Highly Scalable Distributed Architecture for Spatio-Temporal Analytics on Large Scale Camera Networks
In today's world, the proliferation of CCTV camera networks has reached unprecedented levels, with an estimated billion cameras installed globally. These cameras serve a crucial role in ensuring safety and security for individuals, businesses, and governments. However, the sheer volume of video data generated by these cameras poses significant challenges in terms of storage, analysis, and query processing. In response to these challenges, Dr. Suresh Purini and his team at the International Institute of Information Technology (IIIT), Hyderabad, have undertaken a groundbreaking project titled "Highly Scalable Distributed Architecture for Spatio-Temporal Analytics on Large-Scale Camera Networks."
Project Objectives
The primary objectives of this project, led by Dr. Suresh Purini and co-led by Dr. Ravi Kiran Sarvadevabhatla, were as follows:
- Build a distributed infrastructure for video stream ingestion.
- Build and optimize the query processing system.
- Benchmark the system performance on a variety of data sets.
- Build the deployment infrastructure and demonstrate the entire project.
Achieving the Objectives
The project successfully achieved all of its stated objectives. The team created a distributed infrastructure capable of handling video streams from a multitude of cameras, developed a powerful query processing system, rigorously tested the system's performance, and finally, created a robust deployment infrastructure to showcase their groundbreaking work.
Contributions to the Field
The significance of this project lies in its ability to address complex spatio-temporal analytics challenges in large-scale camera networks. The key contributions and insights include:
Semantic Scene Analysis (SSA)
The project delves into SSA, a cutting-edge area of research at the intersection of computer vision and natural language processing. SSA involves generating textual descriptions of scenes through object recognition and establishing relationships among recognized objects.
Cloud-Fog Architecture
The team proposes a novel cloud-fog distributed system architecture. In this architecture, deep learning pipelines deployed on fog nodes analyze video streams from connected CCTV cameras, generating textual Scene Description Records (SDRs). These SDRs are transmitted to cloud data centers, reducing network bandwidth and congestion.
Scalability and Extensibility
The architecture allows for easy scalability by adding more fog nodes and mini data centers as needed. It is also highly extensible, accommodating different deep learning models and complex query types.
Real-Time Vehicle Pursuit
As a case study, the project demonstrates a real-time vehicle pursuit algorithm that leverages the system's capabilities to handle multiple spatio-temporal queries and coordinate across multiple data centers.

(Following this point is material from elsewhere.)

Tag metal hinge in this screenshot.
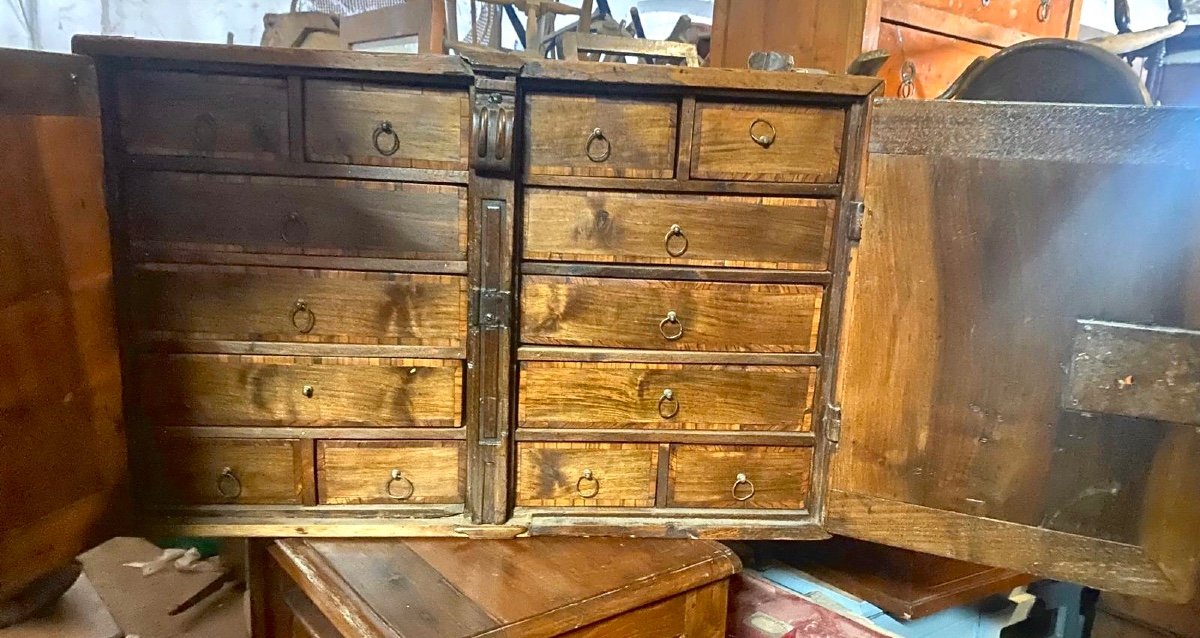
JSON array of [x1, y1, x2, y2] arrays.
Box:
[[823, 403, 841, 443], [846, 201, 866, 241]]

Experimental Methodology and Artifact Availability
The researchers employed a cluster of five servers functioning as a mini data center. Within this setup, the fog node software was containerized, making it adaptable to any CPU-GPU node. The video sources for the experiment were pre-recorded CCTV camera feeds from the STREETS dataset [14], ensuring real-world relevance. They systematically benchmarked system performance, including accuracy in vehicle tracking. Additionally, they offer artifacts for others to build upon. This framework has great potential for improving video surveillance systems.
Conclusion and Future Scope
The project's success in addressing the challenges of video analytics in large-scale camera networks is a significant achievement. It opens up new possibilities for various domains beyond road camera networks, including surveillance networks in public places like malls and airports.
In the future, the team plans to explore the application of their architecture in different domains, leveraging the power of semantic scene analysis and cloud-fog distributed systems to revolutionize video analytics. The architecture's scalability, extensibility, and efficiency make it a promising solution for addressing the data deluge generated by the ever- expanding network of CCTV cameras worldwide.